Thursday, April 02, 2020

碧空1707 nautilus50(反直観的な遠方)

1707 nautilus50(反直観的な遠方)  遠方では時計がひどく遅れるだけでなく眠気が濃厚になる。というのも遠方は、単に程度として遠いのではなく、その広がりと時計の進みとの区別がおかされて到達不能になる焦燥や憂愁や憧憬だからである。  この、遠方とは、雌雄異体の気配から遠方と夜が出会う、死体が潜んでいそうな地図にはない場所である。そこで雌雄は炎をあげてもつれ合い、体を合わせ、隠れているはずの死体を探すのである。子供は、もっと遠くへ漠として駆り立てられるように夢中にのぞむが、不図、夜の方面からも辿り着けるのではないか、というような焦燥や憂愁や憧憬に覆われる。  夜は絶対速度の媒質になる。「乗っていたのは13人」といった薄気味悪く迫る隣人の気配は、誰の姿をとったか分からない疫病の気配である。
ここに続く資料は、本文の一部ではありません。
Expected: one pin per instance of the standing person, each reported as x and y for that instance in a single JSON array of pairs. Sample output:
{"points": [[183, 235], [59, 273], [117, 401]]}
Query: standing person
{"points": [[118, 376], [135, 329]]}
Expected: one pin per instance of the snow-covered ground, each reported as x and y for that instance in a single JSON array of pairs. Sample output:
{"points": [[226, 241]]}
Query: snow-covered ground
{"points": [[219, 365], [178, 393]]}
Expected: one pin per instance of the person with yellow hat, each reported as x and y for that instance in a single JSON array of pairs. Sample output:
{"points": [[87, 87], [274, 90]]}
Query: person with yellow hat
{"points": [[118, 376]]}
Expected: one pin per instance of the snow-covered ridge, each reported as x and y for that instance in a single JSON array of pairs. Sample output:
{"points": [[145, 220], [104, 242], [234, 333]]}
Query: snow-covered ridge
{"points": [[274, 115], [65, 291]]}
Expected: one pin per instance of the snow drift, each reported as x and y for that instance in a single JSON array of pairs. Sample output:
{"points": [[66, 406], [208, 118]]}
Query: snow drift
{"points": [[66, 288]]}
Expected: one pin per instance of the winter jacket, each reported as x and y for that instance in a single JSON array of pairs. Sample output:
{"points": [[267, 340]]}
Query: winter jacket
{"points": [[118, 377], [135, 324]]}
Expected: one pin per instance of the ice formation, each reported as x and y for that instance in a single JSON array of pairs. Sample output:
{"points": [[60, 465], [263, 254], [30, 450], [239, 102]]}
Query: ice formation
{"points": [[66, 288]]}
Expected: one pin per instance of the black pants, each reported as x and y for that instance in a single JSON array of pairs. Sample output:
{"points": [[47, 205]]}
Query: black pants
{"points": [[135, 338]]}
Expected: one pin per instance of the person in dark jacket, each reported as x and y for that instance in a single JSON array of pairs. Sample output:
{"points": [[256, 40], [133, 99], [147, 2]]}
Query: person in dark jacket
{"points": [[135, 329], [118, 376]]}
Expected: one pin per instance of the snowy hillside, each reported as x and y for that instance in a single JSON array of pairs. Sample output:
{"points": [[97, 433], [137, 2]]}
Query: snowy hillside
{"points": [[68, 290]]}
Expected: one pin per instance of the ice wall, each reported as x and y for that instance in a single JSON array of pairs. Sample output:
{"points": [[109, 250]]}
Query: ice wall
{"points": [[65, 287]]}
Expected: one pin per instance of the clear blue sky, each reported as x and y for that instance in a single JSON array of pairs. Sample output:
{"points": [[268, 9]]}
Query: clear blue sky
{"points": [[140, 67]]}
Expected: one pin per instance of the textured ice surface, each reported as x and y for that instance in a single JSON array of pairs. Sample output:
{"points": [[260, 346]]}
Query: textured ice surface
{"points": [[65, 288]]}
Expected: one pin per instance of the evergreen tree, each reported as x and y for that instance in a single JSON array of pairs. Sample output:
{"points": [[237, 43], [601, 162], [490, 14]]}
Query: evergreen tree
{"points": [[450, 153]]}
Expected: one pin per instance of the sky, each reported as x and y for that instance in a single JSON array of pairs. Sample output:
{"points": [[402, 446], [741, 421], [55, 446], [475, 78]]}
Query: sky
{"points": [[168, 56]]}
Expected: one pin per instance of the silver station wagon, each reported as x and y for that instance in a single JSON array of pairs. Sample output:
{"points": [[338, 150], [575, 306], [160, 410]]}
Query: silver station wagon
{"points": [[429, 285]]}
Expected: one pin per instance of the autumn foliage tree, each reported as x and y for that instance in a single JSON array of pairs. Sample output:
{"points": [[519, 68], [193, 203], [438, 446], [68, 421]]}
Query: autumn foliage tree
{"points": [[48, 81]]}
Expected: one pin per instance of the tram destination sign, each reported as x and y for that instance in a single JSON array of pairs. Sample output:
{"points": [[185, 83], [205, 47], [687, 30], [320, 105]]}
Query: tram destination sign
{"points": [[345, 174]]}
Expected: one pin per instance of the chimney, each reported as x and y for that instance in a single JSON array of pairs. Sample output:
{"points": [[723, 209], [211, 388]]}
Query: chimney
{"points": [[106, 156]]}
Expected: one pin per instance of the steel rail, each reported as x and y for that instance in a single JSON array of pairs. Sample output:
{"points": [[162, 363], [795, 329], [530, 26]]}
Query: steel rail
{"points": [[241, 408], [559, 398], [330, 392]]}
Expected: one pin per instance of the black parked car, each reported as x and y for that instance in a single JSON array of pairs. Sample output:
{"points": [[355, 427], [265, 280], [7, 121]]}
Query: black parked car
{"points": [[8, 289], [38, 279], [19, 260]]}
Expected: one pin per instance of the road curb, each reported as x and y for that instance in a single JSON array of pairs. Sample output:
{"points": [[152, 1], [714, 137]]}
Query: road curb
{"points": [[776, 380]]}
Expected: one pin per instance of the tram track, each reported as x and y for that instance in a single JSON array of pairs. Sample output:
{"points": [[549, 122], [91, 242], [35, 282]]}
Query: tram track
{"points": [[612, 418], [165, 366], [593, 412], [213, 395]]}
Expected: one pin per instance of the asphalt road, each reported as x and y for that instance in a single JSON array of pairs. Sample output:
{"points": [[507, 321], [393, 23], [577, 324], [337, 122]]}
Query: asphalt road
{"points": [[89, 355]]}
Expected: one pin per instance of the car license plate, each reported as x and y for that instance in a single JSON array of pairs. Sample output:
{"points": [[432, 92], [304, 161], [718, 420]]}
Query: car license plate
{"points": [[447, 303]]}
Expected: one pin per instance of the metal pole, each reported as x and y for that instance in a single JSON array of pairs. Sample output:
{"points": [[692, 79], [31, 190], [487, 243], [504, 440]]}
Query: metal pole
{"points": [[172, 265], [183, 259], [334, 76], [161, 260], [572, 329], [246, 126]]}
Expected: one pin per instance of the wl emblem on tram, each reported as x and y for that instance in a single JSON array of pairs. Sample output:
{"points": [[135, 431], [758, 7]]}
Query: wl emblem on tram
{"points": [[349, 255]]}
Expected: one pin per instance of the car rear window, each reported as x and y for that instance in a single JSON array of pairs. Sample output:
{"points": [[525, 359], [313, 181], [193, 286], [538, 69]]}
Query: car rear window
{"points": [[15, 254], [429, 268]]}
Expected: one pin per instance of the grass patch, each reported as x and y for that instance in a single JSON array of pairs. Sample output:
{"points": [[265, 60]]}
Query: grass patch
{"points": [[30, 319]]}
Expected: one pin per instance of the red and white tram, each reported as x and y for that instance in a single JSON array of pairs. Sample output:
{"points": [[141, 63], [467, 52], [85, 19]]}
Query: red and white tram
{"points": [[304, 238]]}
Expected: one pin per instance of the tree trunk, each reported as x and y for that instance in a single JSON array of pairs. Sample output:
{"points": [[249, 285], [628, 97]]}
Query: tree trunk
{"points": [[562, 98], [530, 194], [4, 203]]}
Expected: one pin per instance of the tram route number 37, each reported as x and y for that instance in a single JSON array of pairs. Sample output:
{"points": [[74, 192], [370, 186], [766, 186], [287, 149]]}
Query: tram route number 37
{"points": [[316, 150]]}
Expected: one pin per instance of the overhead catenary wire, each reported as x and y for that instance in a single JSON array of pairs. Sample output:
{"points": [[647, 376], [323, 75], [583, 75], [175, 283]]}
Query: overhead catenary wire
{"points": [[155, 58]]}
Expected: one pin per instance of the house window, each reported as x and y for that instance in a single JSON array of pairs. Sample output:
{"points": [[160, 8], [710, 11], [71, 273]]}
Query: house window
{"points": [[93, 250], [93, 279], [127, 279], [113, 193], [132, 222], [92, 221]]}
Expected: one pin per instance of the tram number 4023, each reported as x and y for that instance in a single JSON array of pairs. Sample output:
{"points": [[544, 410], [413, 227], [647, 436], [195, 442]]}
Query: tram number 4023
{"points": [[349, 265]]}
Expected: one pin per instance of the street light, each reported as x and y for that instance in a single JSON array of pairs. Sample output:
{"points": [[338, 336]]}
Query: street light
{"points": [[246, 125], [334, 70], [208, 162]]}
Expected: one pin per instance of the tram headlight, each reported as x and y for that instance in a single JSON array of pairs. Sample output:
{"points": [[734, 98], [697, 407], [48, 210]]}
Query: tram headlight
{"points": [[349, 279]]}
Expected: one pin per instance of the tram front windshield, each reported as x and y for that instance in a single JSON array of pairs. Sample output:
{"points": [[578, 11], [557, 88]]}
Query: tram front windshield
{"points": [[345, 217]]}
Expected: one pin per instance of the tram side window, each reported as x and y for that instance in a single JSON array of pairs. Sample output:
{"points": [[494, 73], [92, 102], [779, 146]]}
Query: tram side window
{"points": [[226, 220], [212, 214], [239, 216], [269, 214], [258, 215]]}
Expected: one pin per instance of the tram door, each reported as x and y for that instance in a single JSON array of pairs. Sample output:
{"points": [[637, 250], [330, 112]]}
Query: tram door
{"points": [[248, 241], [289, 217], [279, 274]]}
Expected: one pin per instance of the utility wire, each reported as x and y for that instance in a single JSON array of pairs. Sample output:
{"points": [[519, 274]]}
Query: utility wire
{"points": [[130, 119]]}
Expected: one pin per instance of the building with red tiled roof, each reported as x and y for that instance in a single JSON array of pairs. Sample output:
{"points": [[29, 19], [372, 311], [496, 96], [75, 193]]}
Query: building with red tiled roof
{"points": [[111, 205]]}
夜の奥地はハンスがもう一人のハンスを発見する屋根裏部屋のような秘密の国境であるが、そこは隠れ処になるどころか隠れない(nowhere to hide )。追い詰められないように「私」が後れて来るのぞき穴を通して、「私」は錯覚(遠近法)をのぞむ主体であるが、従って到達は実は届かないのであるから後れて来る悔いが息を潜めている。  この錯覚すなわち引き寄せられた日常性は錯誤というより仮初めののぞみである。こののぞみが俄然まるで我に返るような覚醒は、たちまち反直観的な遠方へ駆り立てられている。というのも、この、偶然の遠方となって姿を現わすと同時に姿を晦ます最終状態は何よりも身近く疾しさとなって潜伏しているからである。